Child document structure changes frequently
Getting parent-denormalization to function well usually requires some careful setup. If the essential structure of the child documents changes significantly, much of this work may need to be re-done. Frequent structure changes could mean more time spent on re-engineering than on new features. Some of this will be inevitable, with significant changes required in existing systems to handle updates, but a parent-denormalized architecture is particularly sensitive to them. For most datasets this will not be an issue, as extremely volatile datasets are uncommon and difficult to work with in any case.
Small index size
If your index is very small, ~100K-800K documents or so counting child documents, then many of the performance improvements will be modest. It may not be worth the additional effort to set up a parent-denormalized index. However, if you expect your index size to scale out of that range then it would be worth considering denormalization before scale becomes a problem.

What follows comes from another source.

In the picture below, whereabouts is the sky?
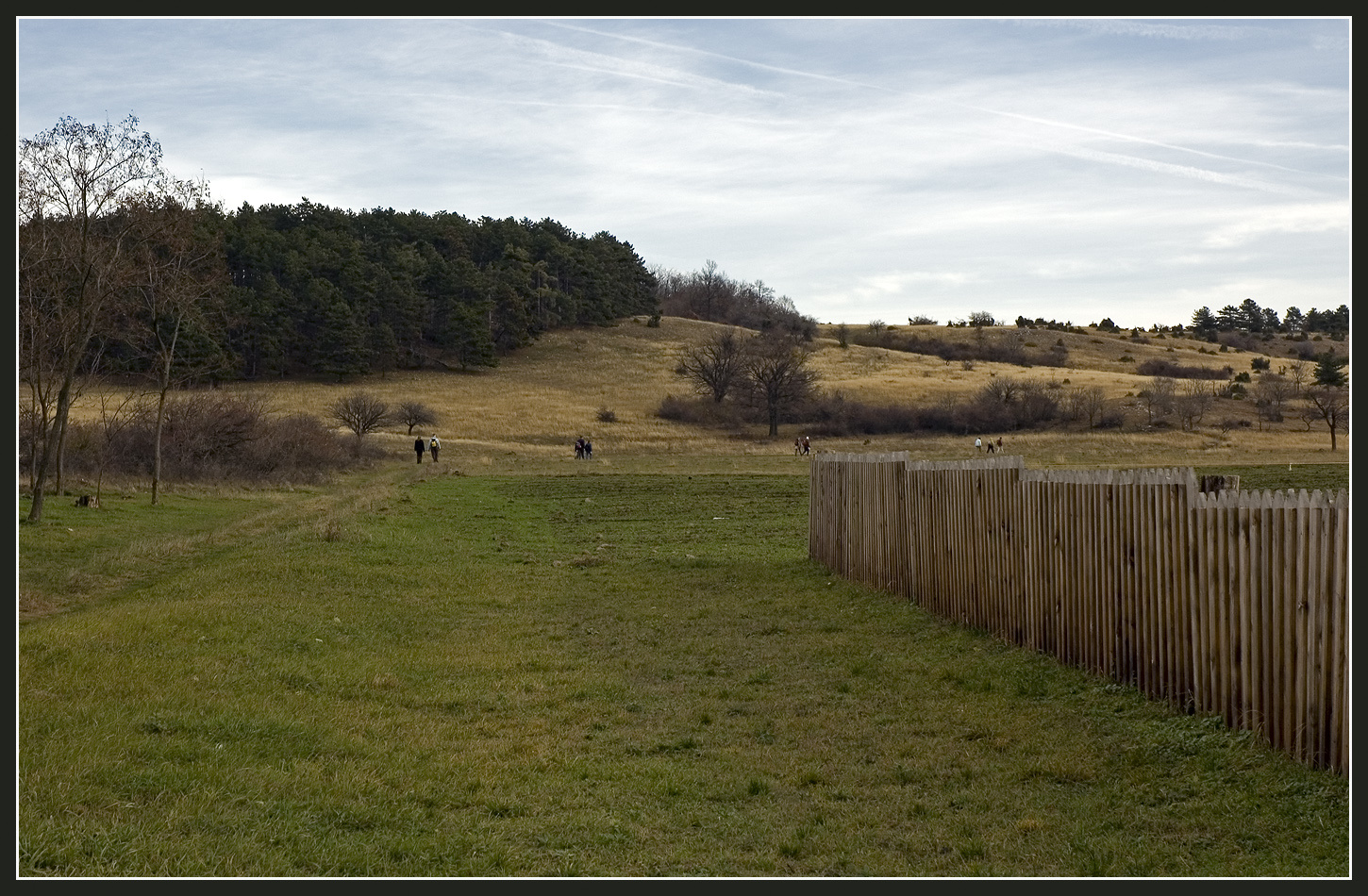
[15,16,1352,327]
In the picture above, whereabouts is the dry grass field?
[64,317,1350,472]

Denormalization is a powerful tool to increase performance and get more out of Solr. While it isn’t appropriate for all datasets and scenarios, careful analysis and index setup can help this model work in a surprising array of situations. Even if you don’t have parent-child relationships, some of these techniques may help you with unrelated problems. Learning advanced techniques like these may be intimidating, but they can help you get the most out of your Solr installation.